A lot of people growing up in the 40s, in particular, would have spent a great deal of time growing and harvesting their own vegetables, rearing chickens and sewing their own clothing, quite often with wool from their own sheep! Whereas today, we pop to the store to buy all the things we need, in the past, self-sufficiency was much more common, and it meant that families could make their incomes stretch much further. We could all take a leaf out of their books and start doing more for ourselves, thus cutting the amount of our salaries that we give away to third parties.

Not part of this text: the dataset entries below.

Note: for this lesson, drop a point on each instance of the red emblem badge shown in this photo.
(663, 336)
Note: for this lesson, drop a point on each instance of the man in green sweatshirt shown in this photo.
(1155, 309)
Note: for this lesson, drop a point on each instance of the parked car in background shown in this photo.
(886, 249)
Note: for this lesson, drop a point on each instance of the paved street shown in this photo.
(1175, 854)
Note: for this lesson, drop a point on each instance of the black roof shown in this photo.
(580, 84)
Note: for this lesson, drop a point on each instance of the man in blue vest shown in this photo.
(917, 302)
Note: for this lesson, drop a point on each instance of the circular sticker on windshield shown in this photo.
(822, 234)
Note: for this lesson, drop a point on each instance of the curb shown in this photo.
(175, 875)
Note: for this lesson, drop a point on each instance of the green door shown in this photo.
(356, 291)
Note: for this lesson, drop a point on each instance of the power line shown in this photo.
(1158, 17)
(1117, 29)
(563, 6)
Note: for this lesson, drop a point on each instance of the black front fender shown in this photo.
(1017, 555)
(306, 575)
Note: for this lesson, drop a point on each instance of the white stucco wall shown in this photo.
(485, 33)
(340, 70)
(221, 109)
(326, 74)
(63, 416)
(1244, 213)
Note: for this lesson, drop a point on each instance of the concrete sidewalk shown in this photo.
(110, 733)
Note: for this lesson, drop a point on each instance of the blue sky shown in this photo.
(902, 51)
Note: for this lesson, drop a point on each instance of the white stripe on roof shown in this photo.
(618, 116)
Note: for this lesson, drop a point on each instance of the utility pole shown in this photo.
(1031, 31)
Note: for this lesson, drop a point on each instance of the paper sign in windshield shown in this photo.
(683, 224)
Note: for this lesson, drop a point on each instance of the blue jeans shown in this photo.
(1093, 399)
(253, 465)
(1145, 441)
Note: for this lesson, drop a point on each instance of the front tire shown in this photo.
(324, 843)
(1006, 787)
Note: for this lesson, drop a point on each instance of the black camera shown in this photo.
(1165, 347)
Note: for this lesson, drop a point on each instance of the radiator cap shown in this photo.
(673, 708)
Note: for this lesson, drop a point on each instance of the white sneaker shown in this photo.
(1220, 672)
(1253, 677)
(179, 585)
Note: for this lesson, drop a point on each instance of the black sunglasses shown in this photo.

Save for the Things You Want

Although it was possible to obtain credit in the 50s, it was very much less common than it is now and many people were naturally wary of getting into debt for anything. It was, then, much more common for families to save a small sum each payday until they had enough to buy those things they needed, Today, we’re much more likely to put it on the plastic and worry about it later, but that’s why so many people are in so much debt and why we should perhaps look to the past for advice before we open another line of credit.

Hard Work Pays

In the 40s and 50s, it wasn’t unusual for everyone in the family, including the kids, to do some form of work. People in those times understood that if you want to improve your financial situation, afford the basics and a few of the more desirable non-essentials, you have to be willing to work hard. Today, a lot of people seem to think that everything should be handed to them on a plate, but that just isn’t reality. If you want to get anywhere in life, you have to be willing to put the hours in to get it.

The 40s and 50s were simpler times in many ways, but for most people, especially in terms of finances, they were often harder too. Although we mostly have it easier now, managing our finances more like people from those eras can still help us to increase our financial stability and live better within our means.